November in the Forest

Posted on behalf of Linda Iles

 

November in the Forest

The acorns and beech nuts have fallen, birds have eaten the rowan berries and the last blackberries have shrivelled on the bramble bushes. The colour is gradually draining out of the forest but the wild service trees still stand out in the forest like orange flames and holly berries glow among the spiky green leaves.

Male and female fallow deer have gone their separate ways after the rut and most mammals are now making themselves ready for the winter. Badgers will renew the bedding in their underground setts and moles will line their chambers with dry grass and moss, in plentiful times adding a store of worms, decapitated and tied in a knot! (See Fauna Britannica by Stefan Buczacki).  Other creatures also make stores of food. Perhaps you may come across a cache of cherry stones belonging to a wood mouse or find acorns buried by a squirrel or jay. For some their food is available all winter and they have to stay active to get it.

One such is the weasel, which follows the paths and tunnels of mice, voles, shrews and to hunt them down. The weasel is the smallest of Britain’s mustelids: the family they share with stoats, polecats, martens and badgers. The Latin generic name – Mustela – comes from ‘mus’ (mouse) and ‘telum’ (javelin), ie a long, thin and fast mouse! An adult is 6 to 8.5 inches long, the males being larger than females. It is a law of physics that a large hot body will retain its heat longer than a small hot body and, being so small, weasels have to eat one third of their body weight every 24 hours to replenish their energy. In a year when their rodent prey have bred successfully they too will flourish. (A bank vole can have four or five litters a year and the young become sexually mature in four to five weeks. I don’t know how well they’ve done this year but I would have thought that anything trying to rear young whether in a nest above ground or a burrow below would have run the risk of being washed out). Weasel mothers have four or five kits in spring but when food is abundant they may have a second litter in July or August.

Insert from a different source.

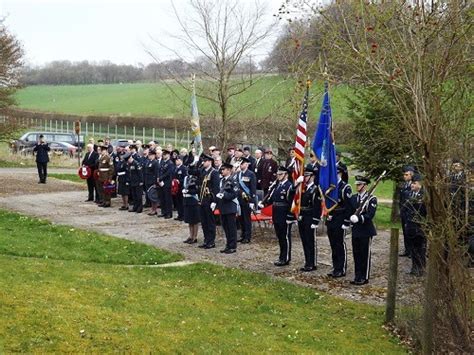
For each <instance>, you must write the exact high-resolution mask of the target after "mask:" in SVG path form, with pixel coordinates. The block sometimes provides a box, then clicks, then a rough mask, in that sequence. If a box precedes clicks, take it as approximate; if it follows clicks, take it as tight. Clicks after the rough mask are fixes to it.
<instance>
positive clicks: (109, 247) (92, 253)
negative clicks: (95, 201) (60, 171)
mask: <svg viewBox="0 0 474 355" xmlns="http://www.w3.org/2000/svg"><path fill="white" fill-rule="evenodd" d="M0 254H4V255H13V256H23V257H35V258H45V259H59V260H78V261H87V262H95V263H105V264H107V263H108V264H137V265H146V264H163V263H169V262H173V261H178V260H182V256H180V255H178V254H173V253H168V252H165V251H162V250H159V249H156V248H154V247H152V246H149V245H145V244H142V243H135V242H129V241H126V240H122V239H118V238H113V237H109V236H105V235H100V234H98V233H94V232H89V231H85V230H80V229H76V228H73V227H69V226H58V225H53V224H51V223H50V222H48V221H45V220H40V219H37V218H31V217H27V216H23V215H20V214H18V213H13V212H9V211H5V210H0Z"/></svg>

At this time of year young weasels will be leaving their parents to strike off on their own and you may be lucky enough to catch a glimpse of these quick little creatures crossing a road or path just ahead of you. Such an encounter would have been thought definitely unlucky in other times and in some other cultures. It’s a pity that these fierce but attractive little animals have such a bad reputation, from the ruthless criminals in ‘The Wind in the Willows’ to the term ‘weasely words’ meaning vague, equivocal or just downright misleading!